ADM: Riso is really awesome stuff - and the previews of that wrestling zine look really great on your website - how did you get into that project - and more generally how do you find your journalism work with LATACO and otherwise contributes to your photography or informs it?

ER: The zine is titled One year of Bar Wrestling and it was my perspective of this niche wrestling scene that popped up in Baldwin Park, California just 16 miles east of downtown LA. A friend of mine, Dennis bought me a ticket to check it out. That started late 2017 and is still going. Attended a show just before the quarantine in March. As everything is theses days it hit social media and nuked the fridge with a spot on Macaulay Culkin when he appeared on Ellen. Great move for them. I'm just glad I was there when I could see it happen or at least take fruit.

All photos were taken with various point n' shoots. Hard to hold an SLR or DSLR with a beer in hand and craziness going around. It made the experiencing of capturing it more fun with a up close and personal feel in the photos.

In 2010 I started with LATACO as an event photographer and documenting my perspective of Los Angeles. From art shows, graffiti, pop-up events and various music concerts. The scene in front of my camera always transitioned that it helped me grow as a photographer. In the last two years LATACO has taken on a role of trusted local grass roots news organization. The eye of documentarian is now the next evolution and it is shifting my work. Another style that is evolving and it’s great to see. 

*Here is my author’s page on the website if you'd like to see the work I've done in the last 10 years.

https://www.lataco.com/author/erwin/  

PC: Erwin Recinos

PC: Erwin Recinos

ADM: You're a dyed in the wool Angeleno - what do you look for when you're out in the city shooting, if you wouldn't mind extrapolating?

ER: If on assignment for the TACO I have time, place and photo goals that need to be executed. Also, my interest of local sports, art and events with family will take me anywhere in the city. A camera is always with me so my everyday life living in this city is what I believe I'm really capturing. 

ADM: In terms of getting out into a city or a culture - like you do with Los Angeles, or working with LA TACO, or getting into Bar Wrestling - what advice would you give to someone looking to capture that or something like that - both as a personal project and a professional one?

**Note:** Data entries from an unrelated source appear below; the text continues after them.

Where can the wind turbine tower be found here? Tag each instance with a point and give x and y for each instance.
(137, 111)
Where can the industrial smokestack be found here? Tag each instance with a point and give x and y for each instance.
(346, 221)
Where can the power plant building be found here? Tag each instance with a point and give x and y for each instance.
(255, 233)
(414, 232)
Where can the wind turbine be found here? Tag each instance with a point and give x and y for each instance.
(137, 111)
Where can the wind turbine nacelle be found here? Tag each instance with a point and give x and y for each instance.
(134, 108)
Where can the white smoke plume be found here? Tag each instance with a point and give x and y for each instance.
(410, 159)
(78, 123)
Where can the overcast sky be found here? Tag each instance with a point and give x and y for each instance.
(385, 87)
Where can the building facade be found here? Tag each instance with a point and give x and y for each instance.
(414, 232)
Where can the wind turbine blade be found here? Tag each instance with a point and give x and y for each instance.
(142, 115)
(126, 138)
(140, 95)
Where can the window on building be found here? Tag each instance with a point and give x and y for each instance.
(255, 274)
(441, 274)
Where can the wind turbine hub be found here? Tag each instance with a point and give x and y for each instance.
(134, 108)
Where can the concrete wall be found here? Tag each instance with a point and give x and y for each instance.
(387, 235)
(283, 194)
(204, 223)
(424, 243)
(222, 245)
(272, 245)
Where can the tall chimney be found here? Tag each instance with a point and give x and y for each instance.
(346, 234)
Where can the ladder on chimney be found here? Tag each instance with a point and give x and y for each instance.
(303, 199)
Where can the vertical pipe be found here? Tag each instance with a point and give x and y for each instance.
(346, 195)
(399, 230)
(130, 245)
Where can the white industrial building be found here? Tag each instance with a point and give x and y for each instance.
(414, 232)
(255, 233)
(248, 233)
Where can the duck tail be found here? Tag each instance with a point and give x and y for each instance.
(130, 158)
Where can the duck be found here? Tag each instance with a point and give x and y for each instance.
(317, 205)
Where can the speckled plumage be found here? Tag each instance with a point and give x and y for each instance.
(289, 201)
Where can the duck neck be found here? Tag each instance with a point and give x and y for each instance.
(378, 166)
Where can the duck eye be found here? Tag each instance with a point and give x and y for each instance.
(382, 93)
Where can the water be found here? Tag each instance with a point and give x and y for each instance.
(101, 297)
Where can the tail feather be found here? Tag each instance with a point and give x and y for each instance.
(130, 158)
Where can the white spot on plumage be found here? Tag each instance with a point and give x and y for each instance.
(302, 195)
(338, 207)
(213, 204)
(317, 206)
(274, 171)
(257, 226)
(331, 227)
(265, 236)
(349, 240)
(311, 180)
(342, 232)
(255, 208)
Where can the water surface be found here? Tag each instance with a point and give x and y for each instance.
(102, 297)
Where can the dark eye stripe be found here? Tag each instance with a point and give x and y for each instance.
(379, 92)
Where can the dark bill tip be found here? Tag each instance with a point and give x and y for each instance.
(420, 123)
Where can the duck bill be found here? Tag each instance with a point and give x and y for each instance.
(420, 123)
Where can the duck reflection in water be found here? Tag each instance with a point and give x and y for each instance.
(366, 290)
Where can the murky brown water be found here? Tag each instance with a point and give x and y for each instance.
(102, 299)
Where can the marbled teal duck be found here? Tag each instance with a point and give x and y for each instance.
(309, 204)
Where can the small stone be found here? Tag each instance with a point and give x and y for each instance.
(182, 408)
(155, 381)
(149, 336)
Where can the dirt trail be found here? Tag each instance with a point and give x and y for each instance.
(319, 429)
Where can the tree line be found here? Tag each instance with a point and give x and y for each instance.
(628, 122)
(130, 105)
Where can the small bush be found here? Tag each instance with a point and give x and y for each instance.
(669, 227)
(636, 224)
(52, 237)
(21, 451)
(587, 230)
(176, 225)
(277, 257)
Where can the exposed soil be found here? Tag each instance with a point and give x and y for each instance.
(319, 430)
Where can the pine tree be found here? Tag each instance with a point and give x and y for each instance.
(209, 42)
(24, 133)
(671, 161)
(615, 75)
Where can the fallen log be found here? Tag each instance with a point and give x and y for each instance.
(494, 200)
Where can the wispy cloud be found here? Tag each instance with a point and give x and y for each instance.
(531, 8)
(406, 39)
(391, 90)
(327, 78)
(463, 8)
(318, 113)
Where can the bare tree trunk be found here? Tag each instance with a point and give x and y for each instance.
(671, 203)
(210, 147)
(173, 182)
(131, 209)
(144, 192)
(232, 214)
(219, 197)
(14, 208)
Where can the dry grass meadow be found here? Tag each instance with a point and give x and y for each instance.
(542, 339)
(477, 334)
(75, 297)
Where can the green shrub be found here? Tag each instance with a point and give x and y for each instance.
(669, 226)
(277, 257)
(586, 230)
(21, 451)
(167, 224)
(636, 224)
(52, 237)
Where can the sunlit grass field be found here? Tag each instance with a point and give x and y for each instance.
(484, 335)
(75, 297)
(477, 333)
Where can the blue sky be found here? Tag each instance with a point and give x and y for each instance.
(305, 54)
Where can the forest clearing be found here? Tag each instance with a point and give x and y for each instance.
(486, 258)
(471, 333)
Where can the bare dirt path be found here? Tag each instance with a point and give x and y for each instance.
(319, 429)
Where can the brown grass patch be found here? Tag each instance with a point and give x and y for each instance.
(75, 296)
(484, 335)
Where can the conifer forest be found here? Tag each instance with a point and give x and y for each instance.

ER: Access, work ethic and luck are really the foundations I use when working on personal & professional projects. Knowing the right people and networking to me is still a thing which gives me access to create personal projects or events to get that professional gig. I believe I've put in the work and met enough of the right people to keep growing as a photographer and a person.

PC: Erwin Recinos

PC: Erwin Recinos

ADM: From Adrian Otero Vila: If you could go back in time and stand next to a photographer when they were making an image, which one would it be?

ER: There are three photographers I'd like to do this with: Mike Miller and his famed photo of Tupac Shakur. Jonathan Mannion and his photo of Notorious BIG when he released his first album. Estevan Oriol and his photo of Dennis Hopper.

ADM: What's one question you have for the next photographer? You can answer it yourself if you'd like.

ER: What is the most important aspect of photography that you have applied to your daily life?

ADM: Where can we find your work and purchase your zines? Any other parting words?

ER: My printed zine work is available via losojos.bigcartel.com. Support people who support you. Your local zine community will thank you.